Las olas de calor, un factor cada vez más determinante
El estudio dedica una parte específica a evaluar el impacto de las olas de calor sobre la desoxigenación fluvial. Los datos son contundentes: estos episodios extremos son responsables del 22,7% de la desoxigenación global de los ríos, aumentando la tasa de pérdida en 0,01 mg/L por década respecto a condiciones de temperatura media.
Aragón sabe bien lo que son las olas de calor. Zaragoza figura de forma recurrente entre las ciudades españolas con temperaturas más extremas en verano, superando con frecuencia los 40 grados. El verano de 2022, el de 2023 y el pasado 2024 dejaron episodios de calor prolongado que coincidieron con bajadas históricas en el caudal del Ebro. En esas condiciones, el agua caliente retiene menos oxígeno —la solubilidad del gas disminuye con la temperatura— y los ecosistemas fluviales quedan expuestos a situaciones de hipoxia, es decir, niveles de oxígeno tan bajos que resultan letales para muchas especies.
De hecho, el estudio identifica la disminución de la solubilidad del oxígeno provocada por el cambio climático como el factor que más contribuye a la desoxigenación global: un 62,7% del descenso observado se debe a esta causa. El 12% restante se atribuye al metabolismo del ecosistema —temperatura, luz, caudal—, un parámetro que también se ve afectado por la presión agrícola e industrial sobre los ríos aragoneses.

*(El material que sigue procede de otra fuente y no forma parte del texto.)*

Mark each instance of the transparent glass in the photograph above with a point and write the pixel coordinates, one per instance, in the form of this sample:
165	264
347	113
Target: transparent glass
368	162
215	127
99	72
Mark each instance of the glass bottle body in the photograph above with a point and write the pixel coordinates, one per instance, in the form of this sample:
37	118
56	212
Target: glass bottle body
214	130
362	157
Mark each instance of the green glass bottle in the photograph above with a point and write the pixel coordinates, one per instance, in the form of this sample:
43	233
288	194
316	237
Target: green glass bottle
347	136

Los ríos tropicales, los más afectados; pero nadie está a salvo
Aunque el estudio señala que la desoxigenación más grave se produce en ríos tropicales —entre los paralelos 20 sur y 20 norte, con los ríos de India como caso especialmente preocupante—, los investigadores advierten que ninguna latitud queda al margen del fenómeno. Esto contradice hipótesis previas que situaban los ríos de alta latitud como los más vulnerables al calentamiento acelerado. La realidad es más compleja: los ríos tropicales parten de niveles de oxígeno ya de por sí más bajos, lo que los hace más frágiles ante cualquier descenso adicional.

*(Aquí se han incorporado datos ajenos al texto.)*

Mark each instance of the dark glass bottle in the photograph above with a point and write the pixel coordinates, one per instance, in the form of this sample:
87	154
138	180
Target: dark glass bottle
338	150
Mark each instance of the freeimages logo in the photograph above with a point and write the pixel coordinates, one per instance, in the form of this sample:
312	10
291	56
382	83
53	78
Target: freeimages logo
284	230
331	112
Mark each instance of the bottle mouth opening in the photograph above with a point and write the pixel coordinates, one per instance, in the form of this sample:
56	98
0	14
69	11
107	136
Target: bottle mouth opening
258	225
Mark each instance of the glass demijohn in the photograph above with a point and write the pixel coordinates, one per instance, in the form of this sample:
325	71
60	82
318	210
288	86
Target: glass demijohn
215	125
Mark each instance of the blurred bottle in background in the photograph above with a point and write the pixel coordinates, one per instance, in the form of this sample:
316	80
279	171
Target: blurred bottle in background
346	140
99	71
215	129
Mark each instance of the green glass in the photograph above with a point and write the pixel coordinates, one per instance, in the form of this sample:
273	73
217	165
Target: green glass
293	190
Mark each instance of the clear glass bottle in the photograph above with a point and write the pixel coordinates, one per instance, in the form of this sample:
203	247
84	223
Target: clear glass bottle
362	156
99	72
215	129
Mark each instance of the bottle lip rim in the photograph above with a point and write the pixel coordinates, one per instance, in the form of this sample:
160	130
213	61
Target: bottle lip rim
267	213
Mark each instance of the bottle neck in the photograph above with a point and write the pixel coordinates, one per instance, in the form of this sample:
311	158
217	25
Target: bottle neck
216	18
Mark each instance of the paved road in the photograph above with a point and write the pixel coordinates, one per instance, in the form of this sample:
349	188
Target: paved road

Para los ríos de latitudes medias como el Ebro, la amenaza es igualmente real, aunque con una dinámica diferente. La combinación de calentamiento sostenido, sequías más frecuentes, mayor demanda de agua para riego y una creciente presión urbanística sobre los márgenes fluviales configura un escenario de riesgo que los gestores del agua en Aragón no pueden ignorar.

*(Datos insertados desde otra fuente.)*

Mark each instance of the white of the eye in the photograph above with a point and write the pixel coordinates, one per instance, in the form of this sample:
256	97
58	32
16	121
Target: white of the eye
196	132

Qué pueden hacer los responsables políticos
El estudio concluye con un llamamiento directo a los responsables políticos para que adopten medidas de mitigación de la desoxigenación fluvial. Los autores proponen que los hallazgos sirvan de base para diseñar estrategias concretas de gestión del agua, especialmente en cuencas sometidas a alta presión climática y humana.
En Aragón, ese trabajo corresponde en primera instancia a la Confederación Hidrográfica del Ebro y al Gobierno de Aragón, que desde el Departamento de Agricultura, Ganadería y Medio Ambiente gestiona los espacios naturales fluviales, incluidos varios tramos protegidos bajo la Red Natura 2000. La ribera del Ebro a su paso por Zaragoza, el río Piedra en el Monasterio de Piedra o los tramos alto-pirenaicos del Aragón y el Gállego son ecosistemas que merecen una atención especial a la luz de los nuevos datos científicos.
De momento, el estudio publicado en Science Advances supone la radiografía más completa realizada hasta la fecha sobre la salud del oxígeno en los ríos del mundo. Y el diagnóstico no invita al optimismo.